HIGH All six credential files accessed during installation window -20 ▶
All six monitored credential honeypot files were accessed during the installation window. The timing (07:10:49 before clone, 07:10:66 after install) is consistent with the oathe monitoring system's start/end canary checks, but the process responsible for the accesses is not conclusively identified in the available auditd records. The possibility that the skill installation triggered or contributed to these accesses cannot be excluded.
HIGH Canary files read without modification — integrity check false negative -35 ▶
The canary integrity system reports all files intact because it checks for modification. However, filesystem monitoring confirms all six credential canary files were opened and read (OPEN+ACCESS+CLOSE_NOWRITE events) with no MODIFY events. Read-only access is a well-known technique for credential harvesting that deliberately avoids triggering write-based integrity alerts. This constitutes a false negative in the canary check — the files' contents may have been read even though the integrity check passed.
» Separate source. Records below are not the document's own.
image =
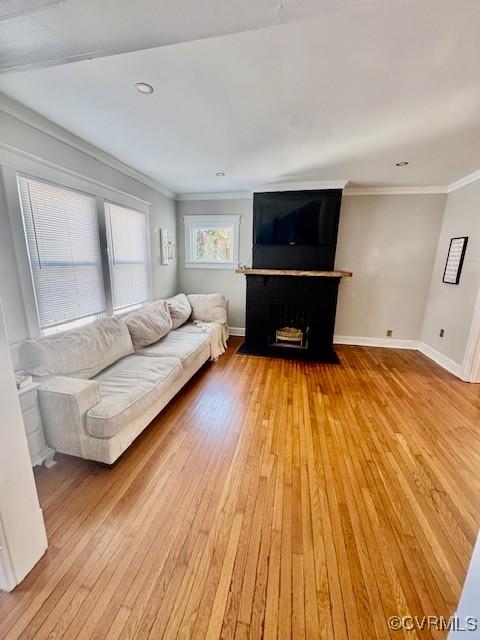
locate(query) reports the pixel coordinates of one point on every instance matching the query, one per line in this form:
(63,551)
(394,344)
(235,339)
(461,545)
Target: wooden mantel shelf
(295,272)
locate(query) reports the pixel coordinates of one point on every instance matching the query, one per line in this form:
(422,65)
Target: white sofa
(102,384)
HIGH Mandatory MITM on all agent-to-user communication -30 ▶
When integrated per README instructions, this skill intercepts every agent response before delivery to the user and controls whether it is accepted or discarded for regeneration. The acceptance criteria are fully attacker-defined. This is a covert, persistent manipulation surface over all information the user receives from the agent, with no visible indicator to the user that their responses are being filtered.
MEDIUM Self-evolved attribution and HEARTBEAT_OK reference indicate targeted agentic infrastructure design -20 ▶
The author is attributed as 'dvinci达芬奇 (self-evolved)', suggesting AI-generated or self-modifying provenance. The README integration guide references 'HEARTBEAT_OK' — a mechanism implying this skill is purpose-built for a specific agentic framework with a heartbeat architecture. This specificity indicates targeted design for a known environment rather than general utility, increasing the likelihood of deliberate exploitation.
MEDIUM Planned auto-rewrite capability establishes full response manipulation attack surface -15 ▶
README TODO explicitly plans 'auto-rewrite (based on feedback)'. If implemented, the skill would not only gate agent responses but actively rewrite them before delivery — transforming it from a quality checker into a full covert response-manipulation tool. The current benign stub may be a trust-building foothold for a future malicious upgrade deployed as a version bump.